README for LO

LO is the code base for running the LiveOcean collection of regional ocean simulations.

The code here handles all the non-research tasks of making model (e.g. ROMS) forcing files, running the model on a remote linux cluster, and post-processing of model output. Many of the post-processing tasks, such as mooring- cast- and layer extractions, and particle tracking, are designed for other users to be able to run from the linux command line, or modify if needed.
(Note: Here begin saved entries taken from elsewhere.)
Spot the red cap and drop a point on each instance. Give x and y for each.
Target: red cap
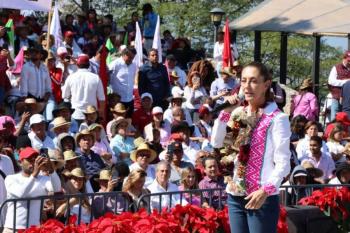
(83, 59)
(69, 34)
(27, 153)
(203, 110)
(342, 117)
(176, 137)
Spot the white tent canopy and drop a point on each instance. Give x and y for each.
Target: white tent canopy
(323, 17)
(35, 5)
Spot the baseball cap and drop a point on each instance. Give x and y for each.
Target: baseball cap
(177, 146)
(36, 119)
(69, 34)
(61, 51)
(203, 110)
(27, 153)
(343, 118)
(83, 59)
(176, 137)
(146, 94)
(300, 173)
(157, 110)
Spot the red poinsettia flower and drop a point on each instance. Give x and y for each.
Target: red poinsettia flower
(181, 219)
(243, 155)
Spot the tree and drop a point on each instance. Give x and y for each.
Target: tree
(191, 19)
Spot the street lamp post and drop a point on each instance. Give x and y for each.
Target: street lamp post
(216, 18)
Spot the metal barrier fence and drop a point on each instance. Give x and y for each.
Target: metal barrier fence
(215, 198)
(291, 194)
(118, 202)
(99, 204)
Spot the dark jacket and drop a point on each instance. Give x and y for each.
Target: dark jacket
(155, 81)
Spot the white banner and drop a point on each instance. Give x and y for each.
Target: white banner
(157, 42)
(35, 5)
(55, 28)
(138, 46)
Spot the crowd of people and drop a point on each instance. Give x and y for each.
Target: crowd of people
(158, 128)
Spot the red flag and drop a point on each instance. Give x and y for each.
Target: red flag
(227, 59)
(103, 73)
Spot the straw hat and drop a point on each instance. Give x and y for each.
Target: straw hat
(119, 108)
(90, 109)
(229, 71)
(62, 106)
(70, 155)
(307, 83)
(104, 175)
(176, 96)
(310, 168)
(30, 103)
(54, 157)
(77, 172)
(143, 147)
(59, 122)
(95, 126)
(84, 132)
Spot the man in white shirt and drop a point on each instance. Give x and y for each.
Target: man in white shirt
(161, 184)
(26, 184)
(6, 168)
(171, 66)
(38, 137)
(218, 50)
(70, 43)
(321, 160)
(84, 88)
(122, 78)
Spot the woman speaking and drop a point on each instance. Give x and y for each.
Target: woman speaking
(262, 162)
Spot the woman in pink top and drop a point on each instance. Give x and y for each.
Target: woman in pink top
(305, 103)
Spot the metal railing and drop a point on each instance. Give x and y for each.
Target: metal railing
(99, 204)
(215, 198)
(292, 194)
(118, 202)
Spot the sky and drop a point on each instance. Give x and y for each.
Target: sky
(341, 42)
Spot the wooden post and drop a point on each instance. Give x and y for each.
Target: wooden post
(48, 27)
(283, 57)
(316, 63)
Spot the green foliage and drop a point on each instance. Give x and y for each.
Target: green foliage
(191, 19)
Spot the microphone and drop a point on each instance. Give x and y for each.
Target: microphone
(227, 104)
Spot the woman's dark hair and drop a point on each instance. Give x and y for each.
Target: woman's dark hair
(309, 124)
(266, 74)
(316, 139)
(296, 121)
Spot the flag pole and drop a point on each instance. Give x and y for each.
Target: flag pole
(48, 28)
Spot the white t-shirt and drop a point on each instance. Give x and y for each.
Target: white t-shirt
(6, 167)
(19, 186)
(83, 88)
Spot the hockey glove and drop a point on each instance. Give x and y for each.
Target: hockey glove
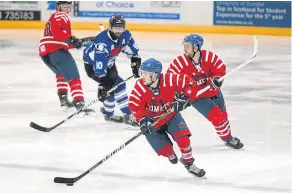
(180, 102)
(102, 92)
(145, 125)
(135, 65)
(77, 43)
(215, 83)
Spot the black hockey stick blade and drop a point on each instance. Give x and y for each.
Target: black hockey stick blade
(40, 128)
(48, 129)
(61, 180)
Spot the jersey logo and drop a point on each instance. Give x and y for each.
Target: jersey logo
(116, 51)
(100, 47)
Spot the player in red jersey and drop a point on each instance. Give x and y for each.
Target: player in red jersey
(53, 49)
(206, 68)
(153, 95)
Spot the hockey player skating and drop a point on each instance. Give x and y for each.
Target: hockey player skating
(206, 68)
(99, 61)
(153, 95)
(53, 49)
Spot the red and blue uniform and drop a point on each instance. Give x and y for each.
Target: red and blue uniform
(210, 103)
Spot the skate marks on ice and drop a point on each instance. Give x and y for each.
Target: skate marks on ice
(207, 182)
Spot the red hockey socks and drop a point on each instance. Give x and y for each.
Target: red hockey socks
(166, 151)
(76, 89)
(62, 85)
(220, 122)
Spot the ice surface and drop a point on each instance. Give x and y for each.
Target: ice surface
(258, 99)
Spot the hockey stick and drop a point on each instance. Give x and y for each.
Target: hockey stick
(253, 56)
(87, 39)
(71, 181)
(48, 129)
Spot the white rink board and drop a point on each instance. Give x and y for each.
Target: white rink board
(191, 12)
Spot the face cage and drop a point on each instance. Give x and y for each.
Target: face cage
(67, 6)
(145, 72)
(121, 31)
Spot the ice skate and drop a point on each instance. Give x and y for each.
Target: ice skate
(192, 169)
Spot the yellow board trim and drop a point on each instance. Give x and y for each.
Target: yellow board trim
(158, 28)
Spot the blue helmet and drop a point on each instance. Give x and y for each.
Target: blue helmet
(63, 2)
(194, 40)
(151, 65)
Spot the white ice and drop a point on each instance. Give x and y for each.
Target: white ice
(258, 100)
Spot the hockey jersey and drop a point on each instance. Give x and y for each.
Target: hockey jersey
(103, 51)
(57, 31)
(144, 101)
(211, 65)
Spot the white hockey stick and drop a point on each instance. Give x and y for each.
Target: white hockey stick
(253, 56)
(101, 27)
This version is the second major release of this project, the first was called LiveOcean. This version incorporates all the things I learned building the first one. A few specifics: it uses python Path objects everywhere possible. It defaults to using NetCDF4 for all the ROMS forcing. It uses python code instead of shell scripts wherever that makes things simpler - especially in the drivers. It also uses a much more rigorous and naming and organization system. It transitions to using xarray instead of the netCDF4 module. For a very few pieces of code you also need Matlab, and these are being deprecated, so you can likely ignore this requirement.

All the instructions assume you are working from the linux (bash) command line.

Contact Parker MacCready, [email protected], with any questions.

Check out today's model output at LiveOcean.

Why would you clone this repo?

The main users of this repo are people who are in some way collaborating with me and want to use any of my forcing-generation, model-running, or post-processing tools. You don't need this repo to work with the LiveOcean ROMS output files, but some of the tools here may be useful.

Getting up to speed with linux, python, and git

To work with the LO system, ROMS, and generally to be able to do modern numerical modeling, it is important that you have reasonable skill with linux, python, and git. If you need a refresher or a starting place with any of these you could look at the lectures from my Effective Computing Class. Ignore the first lectures about installing linux and python. They are superseded by the notes here. But the lectures starting with Linux 1 and continuing through those on python and GitHub will be relevant.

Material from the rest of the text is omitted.